Heading to New Orleans for NBA All Star Weekend? Then you’re in for loads of great basketball, which is almost a shame because as a destination, New Orleans is a town like no other.

Infused with music and good food, NOLA literally feels like there’s a party around every corner. The people are welcoming, the architecture fanciful—from the French Quarter’s iron balconies to the Garden District’s mansions—and with ghost stories the backstory of so many attractions, there’s lots to spark the imagination.

Here’s our select pick of the Big Easy’s many attractions. There’s so much to do you may forget all about why you came to town!

New Orleans City Park: New Orleanians have been kicking back at this 1,300-acre outdoor oasis, since 1854. Kids can play  hide and seek in the five-acre Besthoff Sculpture Garden before parents  sneak a peek at the Picassos, Monets, and Georgia O’Keefe’s in the New Orleans Museum of Art (NOMA) just next door. Kids will also enjoy  StoryQuest, the popular enactments of children’s literature held every Saturday. The entire family can refuel at the museum café before heading back out to hit one of the many biking, jogging, and walking paths or stopping by Storyland playground, where the giant Dragon Slide and Captain Hook’s pirate ship are just two of the larger-than-life fantasy creatures to climb. If you have time, the Carousel Gardens Amusement Park is charming with its restored historic carousel dating back to the late 1880s. Tearing the kids away will be tough but if you’re headed back toward the French Quarter, talking up the ride there just might do it.

New Orleans Streetcar: Getting around New Orleans by streetcar is easy and fun.

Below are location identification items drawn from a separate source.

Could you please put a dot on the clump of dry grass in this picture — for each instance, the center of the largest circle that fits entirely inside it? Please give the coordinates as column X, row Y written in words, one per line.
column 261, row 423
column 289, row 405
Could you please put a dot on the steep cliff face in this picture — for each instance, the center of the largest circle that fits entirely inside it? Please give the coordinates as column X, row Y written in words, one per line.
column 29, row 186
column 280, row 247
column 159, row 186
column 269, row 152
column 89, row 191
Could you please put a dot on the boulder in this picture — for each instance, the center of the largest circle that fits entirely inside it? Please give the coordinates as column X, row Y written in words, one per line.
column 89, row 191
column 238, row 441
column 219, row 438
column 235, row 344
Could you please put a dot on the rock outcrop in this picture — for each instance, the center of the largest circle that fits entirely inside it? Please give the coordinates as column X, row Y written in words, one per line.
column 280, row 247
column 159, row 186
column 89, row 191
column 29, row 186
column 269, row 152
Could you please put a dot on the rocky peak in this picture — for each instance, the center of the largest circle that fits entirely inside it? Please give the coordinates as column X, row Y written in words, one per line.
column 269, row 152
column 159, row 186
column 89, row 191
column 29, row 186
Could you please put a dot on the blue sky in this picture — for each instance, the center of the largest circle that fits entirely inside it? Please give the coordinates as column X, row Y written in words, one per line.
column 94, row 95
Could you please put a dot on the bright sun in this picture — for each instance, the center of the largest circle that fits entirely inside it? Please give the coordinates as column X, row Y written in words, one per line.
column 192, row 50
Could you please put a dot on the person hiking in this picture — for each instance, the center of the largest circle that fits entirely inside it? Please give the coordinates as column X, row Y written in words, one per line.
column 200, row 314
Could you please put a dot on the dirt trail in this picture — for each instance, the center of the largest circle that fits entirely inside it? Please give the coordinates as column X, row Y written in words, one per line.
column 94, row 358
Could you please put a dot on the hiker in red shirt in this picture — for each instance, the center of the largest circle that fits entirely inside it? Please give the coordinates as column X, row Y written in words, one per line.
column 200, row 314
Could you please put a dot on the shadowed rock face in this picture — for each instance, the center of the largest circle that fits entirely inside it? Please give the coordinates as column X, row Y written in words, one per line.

For just $1.25 per person, the Canal Street line—or any of the city’s three lines—will take you from the New Orleans City Park back toward one of New Orleans’ other remarkable spots, the mini Amazon, Caribbean, Mississippi River, and Gulf Coast marine habitats to be found on the edge of the French quarter and the Mississippi at NOLA’s waterfront Aquarium.

Audubon Aquarium of the Americas: If your children are into marine life, this is a must, with each habitat as engrossing as the next. Accessible by a plexiglass tunnel, the Caribbean Reef will wow kids as jumbo stingrays and sharks swim all around. Over at Adventure Island’s play zone, they’ll be the ones moving as they learn all about marine life by crawling on and climbing up the interactive exhibits. The real showstopper: a 2,600-gallon touch pool where visitors can get up close and personal with cownose rays.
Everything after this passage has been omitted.